PPGKEMENAG.ID — Robot penjelajah Mars milik NASA, Curiosity, baru-baru ini menghadapi situasi genting yang berpotensi mengakhiri misinya. Selama hampir satu minggu, lengan robotik Curiosity terjebak oleh sebuah batu besar di permukaan Planet Merah yang menolak lepas setelah proses pengeboran.
Insiden ini bermula pada 25 April lalu, ketika tim insinyur di Bumi mengarahkan lengan Curiosity untuk mengebor sebuah batu Mars yang dinamai “Atacama”. Proyek rutin ini bertujuan untuk mengambil sampel batuan, menghancurkannya menjadi bubuk, dan menganalisis komposisi kimianya di laboratorium internal robot.
Pertarungan Melawan Atacama
Batu Atacama bukanlah formasi geologi sembarangan. Dengan lebar sekitar 45 sentimeter (1,5 kaki), ketebalan 15 sentimeter, dan berat mencapai 13 kilogram (28,6 pon), batu ini cukup signifikan.
Masalah muncul saat Curiosity berusaha menarik kembali lengan robotiknya.
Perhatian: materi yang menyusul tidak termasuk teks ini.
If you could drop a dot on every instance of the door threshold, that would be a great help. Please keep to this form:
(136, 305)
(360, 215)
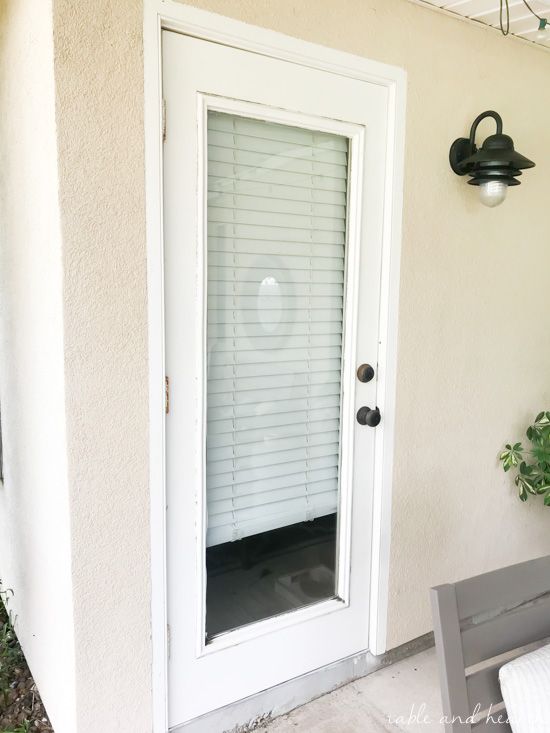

Alih-alih terlepas, seluruh bongkahan batu Atacama justru ikut terangkat dari permukaan tanah dan menempel erat pada selongsong bor.
“Pengeboran pernah memecahkan atau memisahkan lapisan atas batuan di masa lalu, tetapi belum pernah ada batu yang tetap menempel pada selongsong bor,” jelas pihak NASA dalam sebuah pernyataan resmi.
Situasi ini dinilai sangat serius oleh tim NASA. Jika batu raksasa itu tetap menempel secara permanen, bor Curiosity tidak akan bisa digunakan lagi. Lebih parah lagi, upaya pelepasan yang salah berisiko merusak mekanisme bor atau bahkan lengan robotik itu sendiri, yang dapat mengakhiri seluruh misi penjelajahan Curiosity.
Upaya Penyelamatan Penuh Ketegangan
Tim spesialis misi NASA segera bekerja keras selama berhari-hari untuk mencari solusi. Upaya pertama dilakukan dengan menggetarkan alat bor, namun Atacama tetap menempel selama empat hari berikutnya.
Tidak menyerah, tim kemudian mencoba pendekatan baru dengan mengubah orientasi lengan robotik dan memberikan getaran tambahan. Meskipun batu tersebut sempat melepaskan sedikit pasir, Atacama tetap tidak bergeming dari posisinya.
Setelah enam hari penuh tekanan, pada upaya ketiga yang menentukan, para insinyur memiringkan bor lebih jauh, memutarnya, dan menggetarkan alat tersebut sembari memutar mata bornya.
“Dalam kasus ini, Atacama akhirnya menyerah hampir seketika,” demikian laporan NASA.
Drama yang berlangsung hampir seminggu ini berakhir dengan hancurnya batu Atacama menjadi beberapa bagian saat jatuh kembali ke tanah Mars. Hingga kini, NASA melaporkan bahwa tidak ada kerusakan permanen pada kendaraan tersebut.
Curiosity dipastikan dalam kondisi baik dan siap melanjutkan eksplorasi di Planet Merah. Insiden dengan batu Atacama ini memberikan pelajaran berharga mengenai tantangan tak terduga dalam penjelajahan antariksa, sekaligus membuktikan ketangguhan robot penjelajah NASA.